While FIG. 2 illustrates two sets of unmapping bits with each block address, in other examples, more, fewer, or different numbers and/or sets of unmapping bits may be associated with each block address. Files may be created with a number of address blocks allotted for unmapping bits based on the requirements of the file and/or the virtual file system in which it belongs. As a result, different files may have different unmap granularities and, therefore, different numbers of address blocks allotted for unmapping bits after each block address. While the use of additional address blocks to store unmapping bits may reduce the quantity of file blocks that can be accessed, the improved unmap granularity provided enhances the efficiency and flexibility of memory usage with respect to VCIs hosted on host computing devices.
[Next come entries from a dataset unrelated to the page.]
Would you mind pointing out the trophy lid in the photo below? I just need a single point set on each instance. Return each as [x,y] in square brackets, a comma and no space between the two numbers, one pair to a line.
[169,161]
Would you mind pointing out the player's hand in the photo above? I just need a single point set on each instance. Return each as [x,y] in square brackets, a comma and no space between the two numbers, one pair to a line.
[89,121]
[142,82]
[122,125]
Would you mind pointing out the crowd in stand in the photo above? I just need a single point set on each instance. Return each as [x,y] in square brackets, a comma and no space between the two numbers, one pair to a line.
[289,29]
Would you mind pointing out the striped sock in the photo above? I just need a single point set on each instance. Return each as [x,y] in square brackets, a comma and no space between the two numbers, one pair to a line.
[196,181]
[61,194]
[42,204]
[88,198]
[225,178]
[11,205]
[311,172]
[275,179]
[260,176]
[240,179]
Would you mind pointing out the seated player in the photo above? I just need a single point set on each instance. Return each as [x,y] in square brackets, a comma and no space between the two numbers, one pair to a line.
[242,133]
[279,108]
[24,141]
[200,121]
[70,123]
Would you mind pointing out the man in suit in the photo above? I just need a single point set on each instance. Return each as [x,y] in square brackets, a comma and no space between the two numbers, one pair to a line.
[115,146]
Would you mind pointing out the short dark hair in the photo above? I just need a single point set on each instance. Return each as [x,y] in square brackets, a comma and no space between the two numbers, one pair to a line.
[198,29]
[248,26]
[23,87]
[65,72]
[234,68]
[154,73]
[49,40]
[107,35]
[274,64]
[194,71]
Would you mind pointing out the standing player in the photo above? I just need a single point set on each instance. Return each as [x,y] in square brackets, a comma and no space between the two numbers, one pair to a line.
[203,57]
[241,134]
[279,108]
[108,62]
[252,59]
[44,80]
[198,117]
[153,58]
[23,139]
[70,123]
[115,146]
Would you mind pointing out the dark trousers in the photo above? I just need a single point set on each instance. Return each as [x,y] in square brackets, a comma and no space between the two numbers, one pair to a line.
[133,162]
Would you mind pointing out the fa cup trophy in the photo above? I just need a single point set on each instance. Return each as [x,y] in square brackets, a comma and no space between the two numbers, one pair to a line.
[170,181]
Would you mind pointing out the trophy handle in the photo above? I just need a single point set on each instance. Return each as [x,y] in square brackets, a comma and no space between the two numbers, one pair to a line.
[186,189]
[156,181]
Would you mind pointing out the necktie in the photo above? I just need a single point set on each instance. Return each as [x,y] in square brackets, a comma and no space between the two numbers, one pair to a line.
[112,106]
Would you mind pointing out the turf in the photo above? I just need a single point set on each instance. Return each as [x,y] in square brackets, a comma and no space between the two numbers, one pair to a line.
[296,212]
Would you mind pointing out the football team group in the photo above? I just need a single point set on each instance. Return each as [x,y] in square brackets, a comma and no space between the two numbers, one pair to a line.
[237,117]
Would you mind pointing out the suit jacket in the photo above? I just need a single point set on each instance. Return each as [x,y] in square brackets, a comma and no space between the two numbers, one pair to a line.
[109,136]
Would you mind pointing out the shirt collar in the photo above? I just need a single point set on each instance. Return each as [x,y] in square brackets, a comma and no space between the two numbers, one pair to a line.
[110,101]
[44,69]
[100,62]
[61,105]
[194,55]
The portions of the file block 204A that are represented by the unmapping bits 208A-208B are guest blocks 210A-210C. The unmap status of each of the guest blocks of a file block is represented by an unmapping bit such that, when a guest block is accessed, the system can determine whether the guest block is mapped or unmapped. If the unmapping bit indicates that a guest block is mapped (e.g., the unmapping bit is “unset”), then the guest block is allocated for use and should not be unmapped. A mapped guest block may be read from disk during a read operation and provide the data stored therein. However, if the unmapping bit indicates that the guest block is unmapped (e.g., the unmapping bit is “set”), the guest block is unallocated and may safely be allocated, edited, erased, etc. An unmapped guest block, when read during a read operation, provides zeroes, as the guest block is unallocated. Further, the guest block may be overwritten with zeroes when unmapped and/or when a read operation accesses the unmapped guest block.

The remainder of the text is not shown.